How Lebanese band Kozo fuses architecture with powerful rock music
The group’s debut album is inspired by a Japanese architectural movement
If you want to know what’s truly happening in Beirut’s thriving indie music community, forget spots such as The Grand Factory in the Karantina district or Beirut Radio in Mar Mikhael. A true representation of the scene can be found inside Bourj Hammoud’s Moucarri Building, 10 kilometres from the city centre.
Don’t let its slightly dilapidated state fool you, though. Located off a main road, this ragged structure is home to plenty of administrative offices and up and coming businesses. One of which is Tunefork Studios, set on the seventh floor. It’s a grungy recording and practice space for a slew of bands such as the new wave crew Postcards and edgy rockers Flugen and Kinematik. But the band we’re interested in is Kozo, a thundering post-rock group who recorded their brilliant debut album within this space.
A chat with the five piece, however, is not the typical music interview. The half an hour they spend with The National in Beirut is full of references to philosophical principles of light, shade and utility. This is not totally surprising, as this is what happens when a rock band is formed of three architects. Buildings and the way we use space play key roles in their recently released album Tokyo Metabolist Syndrome.
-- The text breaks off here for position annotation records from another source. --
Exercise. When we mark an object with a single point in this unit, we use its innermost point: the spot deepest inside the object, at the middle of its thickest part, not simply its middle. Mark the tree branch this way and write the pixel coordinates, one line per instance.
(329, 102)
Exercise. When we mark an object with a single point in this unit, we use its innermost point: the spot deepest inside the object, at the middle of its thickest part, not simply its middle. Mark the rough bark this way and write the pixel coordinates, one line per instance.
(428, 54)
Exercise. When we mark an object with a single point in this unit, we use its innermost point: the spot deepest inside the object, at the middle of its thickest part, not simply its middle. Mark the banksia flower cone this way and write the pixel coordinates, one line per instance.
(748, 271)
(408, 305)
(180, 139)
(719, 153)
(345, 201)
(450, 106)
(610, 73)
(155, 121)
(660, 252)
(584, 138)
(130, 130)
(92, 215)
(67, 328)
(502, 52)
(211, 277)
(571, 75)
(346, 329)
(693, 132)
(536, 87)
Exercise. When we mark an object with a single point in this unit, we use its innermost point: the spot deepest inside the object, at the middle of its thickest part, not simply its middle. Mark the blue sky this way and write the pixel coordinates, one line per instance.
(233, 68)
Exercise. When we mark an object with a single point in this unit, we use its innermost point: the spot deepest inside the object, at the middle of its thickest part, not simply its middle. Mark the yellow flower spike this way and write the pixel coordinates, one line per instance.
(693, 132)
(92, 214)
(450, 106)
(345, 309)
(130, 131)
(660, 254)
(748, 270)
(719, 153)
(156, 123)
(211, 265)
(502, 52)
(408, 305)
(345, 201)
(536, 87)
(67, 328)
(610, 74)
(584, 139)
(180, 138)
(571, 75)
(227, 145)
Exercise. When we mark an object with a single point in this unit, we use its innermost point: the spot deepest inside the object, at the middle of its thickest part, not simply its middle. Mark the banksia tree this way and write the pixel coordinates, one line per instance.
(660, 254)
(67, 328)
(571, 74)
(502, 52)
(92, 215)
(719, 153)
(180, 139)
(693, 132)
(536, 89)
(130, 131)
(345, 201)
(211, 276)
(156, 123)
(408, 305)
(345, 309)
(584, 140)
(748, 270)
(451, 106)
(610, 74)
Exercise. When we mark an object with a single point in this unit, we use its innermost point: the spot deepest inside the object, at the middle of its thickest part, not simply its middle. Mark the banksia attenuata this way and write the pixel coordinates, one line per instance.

The name denotes the architectural movement that swept Japan from the 1950s to the 1970s. Influenced by Marxist theories, architects from this school emphasised the need for buildings to be viewed as organic cells that could sustain themselves.
This is a concept guitarist Andrew Georges, drummer Elie El Khoury and bassist Charbel Abou Chakra are all too familiar with – all have day jobs sketching physical landscapes for various companies in Beirut. “We all studied in architectural schools and it does have an effect on the musical creative process in a way,” Georges says. “For one thing, everything needs to have a purpose and design process. So I don’t feel comfortable writing something unless there is a certain idea that I want to convey.”
The other two members that make up the group come from different angles, so to speak. Kozo was formed from the well-received experimental group Filter Happier. Three years ago, both Georges and Abou Chakra (who were gigging in cover bands at the time) were so impressed by what they heard at a Filter Happier Beirut gig (which featured Khoury and the band’s two other guitarists, Camille Cabbabe and Georgy Flouty) that they reached out with plans to a form a new group.
“We did come from a completely different musical background, especially me and Camille,” says Flouty. “I was just playing in bands and even then I remember hating punk music until I met her. This shows that in a way, we in Filter Happier wanted to explore new things.”
But how did they may make the creative leap to instil architectural principles into their work? “It was kind of done organically,” Georges says. “It is actually a quiet visual process in that we imagine the physical space as a sonic space. So, we do these aggressive crescendos and small nodules of notes, which becomes physical spaces for us. It’s almost like a mental map.”
The best advice on how to listen to Tokyo Metabolist Syndrome is to put on a good pair of headphones and get subsumed into what is a deeply immersive 35 minutes of sonic drama. The guitars rise like monumental obelisks in Sky House, while Project Japan, with its skeletal guitar riffs and pensive drumming, summons images of a claustrophobic neighbourhood with walls on the verge of caving in. But how you interpret or “visualise” the songs is up to the listener, Georges says, “because the most architectural parts of the music are really the structure.”
“The structure comes predisposed with spaces that are up to interpretation,” he says. “And this is where [non-architects] Georgy and Camille come in. They just get to do that and play in between the space created.”
That kind of chemistry took a while to master, Cabbabe admits. “We had to learn to play within that gap and not over each other,” she says. “I had a tendency to do that. I would join in and play at the same time and the sound got too full at points, so I had to step back.”
One thing that has been highly complimentary to that deep sound is the building we are in. Kozo’s quality output on the album is a testament to the creativity that permeates Tune Fork Studios. Run by owner and in-house producer Fadi Tabbal, the space has gone on to form a scene of its own.
“This place is very important for us,” Georges says. “It has a great collaborative spirit and a lot of bands that play here have collaborated. The best part is that no one is here at the weekend, so we all pretty much get to do what we want.”